In this paper authors discussed the risk quantification methods and the evaluation of risks using the suggested decision parameters to rank critical items based on condition-based risk and reliability centered maintenance (CBRRCM). The developed mathematical model for risk assessment and prioritizing in ranking of critical items shall be useful in optimization of financial losses and timing of maintenance actions. It is possible to summarize that the paper aims at deriving the following vital points.

  1. (a)

    A new risk coefficient (β i ) for quantified risk ranking model for critical items for prioritization for initiating actions for CBRRM scheme is proposed which is denoted by the statistical summation of likelihood risk coefficient (β 1i ), abstract risk coefficient (β 2i ) and hazardous risk coefficient (β 3i ).

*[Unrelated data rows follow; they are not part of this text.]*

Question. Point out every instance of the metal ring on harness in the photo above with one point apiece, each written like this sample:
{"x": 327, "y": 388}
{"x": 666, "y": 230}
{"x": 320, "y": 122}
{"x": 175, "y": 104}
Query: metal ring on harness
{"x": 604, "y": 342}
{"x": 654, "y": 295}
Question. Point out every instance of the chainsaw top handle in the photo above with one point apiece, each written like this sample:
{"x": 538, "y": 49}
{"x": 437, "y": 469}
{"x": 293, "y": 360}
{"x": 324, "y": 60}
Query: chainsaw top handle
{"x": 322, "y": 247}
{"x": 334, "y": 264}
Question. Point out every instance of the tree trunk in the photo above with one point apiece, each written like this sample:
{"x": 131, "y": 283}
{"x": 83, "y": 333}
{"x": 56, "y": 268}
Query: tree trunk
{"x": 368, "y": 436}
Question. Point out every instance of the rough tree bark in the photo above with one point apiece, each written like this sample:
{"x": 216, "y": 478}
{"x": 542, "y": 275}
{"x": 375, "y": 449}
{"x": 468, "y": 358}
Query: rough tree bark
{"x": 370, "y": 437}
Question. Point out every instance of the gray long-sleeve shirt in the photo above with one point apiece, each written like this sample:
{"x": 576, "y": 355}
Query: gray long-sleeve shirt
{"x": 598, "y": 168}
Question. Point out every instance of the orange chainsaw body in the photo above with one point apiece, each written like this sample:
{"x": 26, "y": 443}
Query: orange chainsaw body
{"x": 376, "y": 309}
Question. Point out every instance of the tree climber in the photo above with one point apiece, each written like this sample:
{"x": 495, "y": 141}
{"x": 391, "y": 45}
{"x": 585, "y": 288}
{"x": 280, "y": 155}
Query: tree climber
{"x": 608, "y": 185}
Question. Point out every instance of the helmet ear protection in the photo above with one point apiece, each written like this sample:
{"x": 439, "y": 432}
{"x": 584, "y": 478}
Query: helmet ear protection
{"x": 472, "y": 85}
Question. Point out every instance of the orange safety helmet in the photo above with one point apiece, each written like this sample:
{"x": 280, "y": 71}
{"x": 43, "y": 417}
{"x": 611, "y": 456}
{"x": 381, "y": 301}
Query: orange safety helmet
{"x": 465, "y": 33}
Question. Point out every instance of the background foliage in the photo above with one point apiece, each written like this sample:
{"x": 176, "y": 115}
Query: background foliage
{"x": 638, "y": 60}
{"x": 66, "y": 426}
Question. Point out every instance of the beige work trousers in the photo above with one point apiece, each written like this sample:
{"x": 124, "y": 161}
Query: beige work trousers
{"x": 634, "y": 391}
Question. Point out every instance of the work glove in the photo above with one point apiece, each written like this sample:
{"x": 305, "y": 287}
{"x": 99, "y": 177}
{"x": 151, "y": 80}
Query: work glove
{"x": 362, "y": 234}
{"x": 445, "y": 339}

In order to arrive at the correct decision, numbers of tests are simulated and ran through Monte Carlo simulation processes for each of β 1i , β 2i and β 3i separately. The expected values of decision criteria are obtained through mean values.

  2. (b)

    The hazardous risk is evaluated from four categories such as safety risk, environmental risks, maintenance cost risk and economic risk. Each category has various criterions of consequences. The hazardous risk of each category is calculated from expected financial losses and relative worth. This proposition is entirely authors’ contribution towards quantification of risk ranking of items.

  3. (c)

    The next logical step is to estimate the degradation values and the time intervals for ranked critical items in order to carry out predictive maintenance tasks. These aspects can be studied further as future work.